Les produits phytosanitaires (PPh) protègent les cultures contre les adventices (à l’aide d’herbicides), les maladies fongiques (à l’aide de fongicides) et les insectes nuisibles (à l’aide d’insecticides). Cependant, ils peuvent également entraîner des effets secondaires indésirables sur les hommes, les animaux et l’environnement. Une procédure d’homologation approfondie et des mesures de politique agricole visent à réduire à la fois la quantité utilisée et les risques potentiels des PPh. Agroscope a analysé en détail l’évolution de l’utilisation des PPh dans les grandes cultures et du potentiel de risque pour les eaux de surface au cours des dix dernières années.
Calcul de l’emploi des PPh et du potentiel de risque
Depuis 2009, 300 exploitations agricoles enregistrent combien de PPh elles utilisent, quand et pour quelle culture. Par extrapolation, ces chiffres ont permis de calculer l’utilisation de produits phytosanitaires par grande culture dans l’ensemble de la Suisse. Les risques pour les eaux de surface ont ensuite été calculés à l’aide du modèle SYNOPS, une fois en tenant compte des restrictions d’application associées à l’autorisation dans le but de réduire les risques et une fois sans en tenir compte.
Principaux résultats de l’étude d’Agroscope
De 2009 à 2018, entre 328 et 476 tonnes d’herbicides par an ont été utilisées dans les grandes cultures suisses, sachant que la quantité de substances actives utilisées a diminué de près de 31 % entre 2012 et 2018. Entre 99 et 146 tonnes de fongicides ont été employés par an, avec près de 27 % en moins en 2018 par rapport à 2009. Les insecticides, qui sont souvent très efficaces même à faible dose, ont été utilisés en quantités beaucoup plus faibles que les herbicides et les fongicides – à l’exception de l’huile de paraffine dans les cultures de pommes de terre. La quantité d’insecticides utilisée a fluctué au fil des ans sans qu’une tendance nette puisse être dégagée. Outre les changements intervenus dans l’homologation des PPh et l’augmentation de la culture bio et extenso (renoncement aux fongicides et insecticides), le recul de la surface cultivée en céréales a également été à l’origine de la diminution de la quantité de substances actives utilisées dans les grandes cultures dans l’ensemble de la Suisse.
Les potentiels de risque pondérés par la surface (quotient de la concentration environnementale et de la toxicité, extrapolé pour la surface cultivée de toutes les grandes cultures) étaient les plus élevés pour les herbicides, suivis des insecticides et enfin des fongicides. Les potentiels de risque affichaient une tendance constante pour les herbicides, une tendance décroissante pour les fongicides et une tendance croissante pour les insecticides. Lorsque les effets des exigences de réduction des risques imposées lors de l’homologation des produits étaient également pris en compte dans le calcul, tous les potentiels de risque diminuaient, ceci dans certains cas de manière significative.

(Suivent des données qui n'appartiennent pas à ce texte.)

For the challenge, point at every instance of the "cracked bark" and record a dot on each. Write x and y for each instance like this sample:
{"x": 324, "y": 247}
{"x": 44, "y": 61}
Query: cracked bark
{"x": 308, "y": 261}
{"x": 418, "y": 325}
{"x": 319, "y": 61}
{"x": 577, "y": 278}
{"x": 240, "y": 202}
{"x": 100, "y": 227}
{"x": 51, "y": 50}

En outre, on a constaté une tendance générale à la baisse pour les trois groupes de substances actives. Le choix du principe actif peut également avoir une influence majeure sur le potentiel de risque. Pour les insecticides, celui-ci a par exemple considérablement augmenté en 2014 par rapport à 2013. Cela est dû à l’homologation d’une substance active pour lutter contre le méligèthe du colza. Toutefois, cette augmentation a pu être considérablement réduite par les restrictions d’application associées à l’autorisation.
Conclusion
- La quantité de PPh utilisée dans les grandes cultures en Suisse et le potentiel de risque pour les eaux de surface ont diminué ces dernières années.
- Les restrictions d’application associées à l’homologation des produits dans le but de limiter les risques ont réduit le potentiel de risque pour les eaux de surface, dans certains cas de manière significative.
- Sans tenir compte de ces restrictions, le potentiel de risque n’a diminué que pour les fongicides, a augmenté pour les insecticides et est resté constant pour les herbicides.
- Le choix de la substance active a eu une influence majeure sur les potentiels de risque, car les substances actives ont un comportement différent dans l’environnement et une écotoxicité différente.
- Le potentiel de risque des PPh pour les eaux de surface n’est pas corrélé aux quantités utilisées: certaines substances actives, bien qu’utilisés en petites quantités, dominaient les risques; d’autres substances actives, bien qu’utilisés en grandes quantités, affichaient un faible potentiel de risque.
- Un soutien ciblé apporté aux exploitations agricoles en ce qui concerne l’utilisation de substances actives à faible risque peut contribuer de manière importante à réduire le potentiel de risque.